*the third of six very short reviews, in an attempt to catch up on 2015 film journalism before the 2016 movie season really kicks in*
Who would have thought that one of the year's most important movies would come from the director of Anchorman and Step Brothers?
Adam McKay transcends his usual genre trappings with The Big Short, a biographical comedy-drama about the recent economic recession, the unchecked greed that led to its crushing existence, the few men who saw it coming and took advantage, and the (im)moral implications of all of these things. The result is a film that's as funny and informative as it is overwhelmingly frustrating- in the best of ways.
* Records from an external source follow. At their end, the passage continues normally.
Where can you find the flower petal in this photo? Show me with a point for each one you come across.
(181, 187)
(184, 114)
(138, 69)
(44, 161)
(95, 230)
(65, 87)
McKay's transition from outrageously surreal comedy to adapting a book about the truths behind the recession is not immediately successful. During the first act, his screenplay clumsily walks a tonal tightrope between wanting to entertain and wanting to educate. Not including hilarious cameos from celebrities explaining complicated economic principles, some of the first hour's humor falls flat due to feeling out of place. Soon, though, the awkwardly jokey vibe gives way to heart-rending drama wrought from watching the wealthy 1% intentionally screw over the American middle class. It prompts a necessary anger in a riveting, engaging manner.
The Big Short is an essential, explanatory living part of the protest against the sinister motives of Wall Street and our country's "too big to fail" banks. See it; laugh and Feel the Bern in equal measure.